The fact is that the boxers that I bring to Australia are already fortunate to have been chosen and helped financially to come and earn money in Australian dollars plying their trade.
A few of them have been able to purchase decent homes in the Philippines after only one or two years here. One has bought a sari-sari store back home, and another has a small money-lending business. All of them have been able to send money to their loved ones at home on a more or less regular basis. Had they stayed in the Philippines, most of these boxers would have simply gone on to retire without a penny.
My stable has been careful to match the boxers with suitable opponents, and thank God none of them have been seriously hurt. Two of them, Ranee Ganoy and Roberto Oyan, have done us Filipinos proud by winning boxing championships.

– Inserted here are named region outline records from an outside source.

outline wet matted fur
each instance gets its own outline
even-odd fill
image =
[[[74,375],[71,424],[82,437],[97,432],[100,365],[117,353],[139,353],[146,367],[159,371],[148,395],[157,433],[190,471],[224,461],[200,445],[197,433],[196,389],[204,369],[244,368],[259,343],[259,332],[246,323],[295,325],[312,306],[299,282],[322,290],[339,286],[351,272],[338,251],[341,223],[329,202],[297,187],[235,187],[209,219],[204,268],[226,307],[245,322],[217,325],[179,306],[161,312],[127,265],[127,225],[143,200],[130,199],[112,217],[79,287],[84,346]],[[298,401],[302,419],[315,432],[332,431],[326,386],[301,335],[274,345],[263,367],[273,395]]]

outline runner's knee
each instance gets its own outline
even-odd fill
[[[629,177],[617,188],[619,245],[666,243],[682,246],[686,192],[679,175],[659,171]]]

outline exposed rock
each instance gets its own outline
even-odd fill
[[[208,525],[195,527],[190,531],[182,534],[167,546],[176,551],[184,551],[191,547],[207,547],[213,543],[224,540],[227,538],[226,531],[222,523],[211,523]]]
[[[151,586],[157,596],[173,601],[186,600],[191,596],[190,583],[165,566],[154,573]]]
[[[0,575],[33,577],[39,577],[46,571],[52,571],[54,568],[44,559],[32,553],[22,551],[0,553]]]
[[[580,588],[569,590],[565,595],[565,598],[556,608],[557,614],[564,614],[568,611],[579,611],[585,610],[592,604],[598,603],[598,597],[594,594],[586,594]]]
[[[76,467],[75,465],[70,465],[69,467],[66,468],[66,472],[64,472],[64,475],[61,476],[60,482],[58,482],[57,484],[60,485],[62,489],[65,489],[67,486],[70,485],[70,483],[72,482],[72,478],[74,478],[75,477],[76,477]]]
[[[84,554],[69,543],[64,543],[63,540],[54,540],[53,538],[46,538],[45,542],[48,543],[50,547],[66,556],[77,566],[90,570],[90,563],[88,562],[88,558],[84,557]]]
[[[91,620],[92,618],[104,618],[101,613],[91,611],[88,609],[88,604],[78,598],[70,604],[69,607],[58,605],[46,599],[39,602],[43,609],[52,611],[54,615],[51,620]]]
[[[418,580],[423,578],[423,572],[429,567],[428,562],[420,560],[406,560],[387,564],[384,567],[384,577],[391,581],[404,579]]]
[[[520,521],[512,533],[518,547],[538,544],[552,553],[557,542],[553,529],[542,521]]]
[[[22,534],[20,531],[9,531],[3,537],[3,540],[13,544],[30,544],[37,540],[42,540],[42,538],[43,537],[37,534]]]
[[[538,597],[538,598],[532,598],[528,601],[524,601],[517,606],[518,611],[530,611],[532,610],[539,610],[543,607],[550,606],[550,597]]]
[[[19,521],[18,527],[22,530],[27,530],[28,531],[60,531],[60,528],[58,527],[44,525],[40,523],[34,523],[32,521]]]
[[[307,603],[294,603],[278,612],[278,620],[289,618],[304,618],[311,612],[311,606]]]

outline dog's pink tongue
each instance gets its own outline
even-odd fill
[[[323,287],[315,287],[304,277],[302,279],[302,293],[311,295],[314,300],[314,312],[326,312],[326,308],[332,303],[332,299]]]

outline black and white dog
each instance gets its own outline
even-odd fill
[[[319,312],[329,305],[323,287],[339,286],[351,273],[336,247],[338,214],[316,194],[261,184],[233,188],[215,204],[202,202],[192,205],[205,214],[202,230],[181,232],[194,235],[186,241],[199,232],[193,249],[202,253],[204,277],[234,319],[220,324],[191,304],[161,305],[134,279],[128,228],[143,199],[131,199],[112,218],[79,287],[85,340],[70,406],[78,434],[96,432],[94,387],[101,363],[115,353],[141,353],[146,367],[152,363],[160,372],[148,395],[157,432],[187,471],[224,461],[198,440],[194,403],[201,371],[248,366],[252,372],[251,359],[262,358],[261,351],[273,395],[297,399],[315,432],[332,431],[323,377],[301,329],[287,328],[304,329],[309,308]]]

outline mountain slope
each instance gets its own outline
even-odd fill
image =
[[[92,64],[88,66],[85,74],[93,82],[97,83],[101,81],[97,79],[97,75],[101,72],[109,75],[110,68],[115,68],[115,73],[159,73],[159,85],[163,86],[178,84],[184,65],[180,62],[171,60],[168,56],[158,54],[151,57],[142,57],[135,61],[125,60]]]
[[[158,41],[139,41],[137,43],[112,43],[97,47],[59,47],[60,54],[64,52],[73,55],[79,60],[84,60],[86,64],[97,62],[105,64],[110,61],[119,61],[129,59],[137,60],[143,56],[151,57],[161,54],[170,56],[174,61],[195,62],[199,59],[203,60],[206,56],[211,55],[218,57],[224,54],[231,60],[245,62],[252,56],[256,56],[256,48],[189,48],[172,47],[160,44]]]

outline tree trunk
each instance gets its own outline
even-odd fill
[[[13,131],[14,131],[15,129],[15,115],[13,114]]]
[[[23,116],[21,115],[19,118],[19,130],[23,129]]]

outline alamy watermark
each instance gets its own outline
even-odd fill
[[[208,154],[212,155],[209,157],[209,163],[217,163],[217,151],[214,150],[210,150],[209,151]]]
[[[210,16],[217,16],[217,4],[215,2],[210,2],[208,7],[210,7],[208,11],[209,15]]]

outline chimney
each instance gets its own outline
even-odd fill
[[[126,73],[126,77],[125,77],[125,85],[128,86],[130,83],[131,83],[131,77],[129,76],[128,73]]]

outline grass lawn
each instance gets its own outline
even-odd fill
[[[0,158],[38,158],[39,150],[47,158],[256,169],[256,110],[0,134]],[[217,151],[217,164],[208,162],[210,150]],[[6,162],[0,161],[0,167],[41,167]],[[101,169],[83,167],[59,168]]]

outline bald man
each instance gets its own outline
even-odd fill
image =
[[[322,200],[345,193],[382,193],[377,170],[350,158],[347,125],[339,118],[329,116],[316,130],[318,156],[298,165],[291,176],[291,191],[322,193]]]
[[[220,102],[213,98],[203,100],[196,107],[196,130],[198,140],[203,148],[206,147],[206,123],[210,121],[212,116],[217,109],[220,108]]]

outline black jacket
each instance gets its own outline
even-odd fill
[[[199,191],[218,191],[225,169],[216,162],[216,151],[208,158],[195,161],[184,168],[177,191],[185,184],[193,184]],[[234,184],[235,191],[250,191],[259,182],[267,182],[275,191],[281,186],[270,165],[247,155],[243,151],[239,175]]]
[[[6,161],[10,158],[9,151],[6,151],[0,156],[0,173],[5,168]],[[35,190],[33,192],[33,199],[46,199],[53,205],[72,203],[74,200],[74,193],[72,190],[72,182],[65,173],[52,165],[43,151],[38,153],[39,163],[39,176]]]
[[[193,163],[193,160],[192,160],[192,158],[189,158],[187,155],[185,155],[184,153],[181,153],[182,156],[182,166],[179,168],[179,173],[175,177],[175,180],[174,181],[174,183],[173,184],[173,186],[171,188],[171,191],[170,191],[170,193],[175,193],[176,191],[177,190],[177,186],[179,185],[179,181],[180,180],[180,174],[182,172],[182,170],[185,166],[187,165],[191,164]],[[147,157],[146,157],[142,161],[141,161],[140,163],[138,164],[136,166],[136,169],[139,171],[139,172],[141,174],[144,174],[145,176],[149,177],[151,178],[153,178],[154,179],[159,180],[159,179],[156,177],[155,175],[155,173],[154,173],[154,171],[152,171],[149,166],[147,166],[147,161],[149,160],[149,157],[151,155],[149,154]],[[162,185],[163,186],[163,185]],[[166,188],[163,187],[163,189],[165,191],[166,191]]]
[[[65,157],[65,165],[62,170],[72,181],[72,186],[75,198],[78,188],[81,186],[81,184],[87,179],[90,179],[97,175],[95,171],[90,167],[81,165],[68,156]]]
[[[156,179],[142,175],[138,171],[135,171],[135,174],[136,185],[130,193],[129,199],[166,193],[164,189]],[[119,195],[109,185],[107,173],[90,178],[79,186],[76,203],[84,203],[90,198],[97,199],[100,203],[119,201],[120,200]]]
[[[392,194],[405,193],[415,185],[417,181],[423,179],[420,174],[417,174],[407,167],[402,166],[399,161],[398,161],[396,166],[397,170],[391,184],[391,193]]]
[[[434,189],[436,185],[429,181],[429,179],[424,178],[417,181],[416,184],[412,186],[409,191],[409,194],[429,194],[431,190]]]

What has been unfortunate over many years is that rival boxing trainers and promoters lure these boxers with offers of bigger purses and better conditions. But the fact that many of them opt to return after learning they had been duped means my stable has been doing things right by them.
The subject of the late boxer Roberto Ruiz has been brought up. No one has bothered to find out that Roberto had begged to return to my stable after a life spent labouring illegally and doing drugs. I had to refuse him because Roberto had become an illegal immigrant. That he took his own life must be a heavy burden on the consciences of the people who lured Roberto from my stable with glowing promises, only to let him down later.
My humble advice to our kababayans in Australia is to regard our transient boxers with dignity instead of denigrating them. And if our kababayans wish to help them, I suggest that they please come and pay to watch them do what they came to Australia to do: Fight and earn a living for their families and their futures.